Add to that the pernicious effects of the 24/7 exposure to social media. Teenagers’ psychological well-being, much more so than for other age groups, is affected by how they think their social environment — peers, teachers, parents, coaches — perceive and judge them.
“We receive an endless stream of likes, dislikes, and comments via social media, which makes for a constant state of social evaluation,” says Jeremy Jamieson, an associate professor of psychology at the University of Rochester. “That’s probably one of the most damaging things we’ve seen for adolescents.”
The mental health crisis among teens has prompted an urgent quest for preventive interventions. Jamieson, who heads up Rochester’s Social Stress Lab, and colleagues at the University of Texas at Austin, Stanford University, and the Google Empathy Lab, believe they have one.
As the team explains in a recent study in the journal Nature, the 30-minute online training module teaches teenagers to channel their stress responses away from something negative that needs to be feared and tamped down towards recognizing those responses — sweaty palms, a racing heart, for example — as a positive driving force.
The intervention works by helping teens develop what the researchers call two “synergistic mindsets.”

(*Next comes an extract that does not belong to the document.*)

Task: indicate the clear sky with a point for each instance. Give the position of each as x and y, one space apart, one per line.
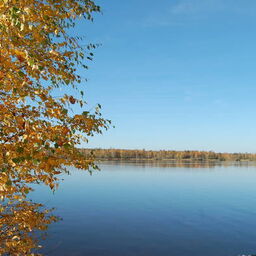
175 74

The first is a growth mindset — the idea that people’s intelligence can be developed in response to challenges, which helps the teenagers engage with difficult stressors. It’s “basically the belief that intellectual ability is not fixed but can be developed with effort, effective strategies, and support from others,” Jamieson says. “It’s the idea that if I push myself, I can grow, I can learn, I can improve, and I can push through difficulties.”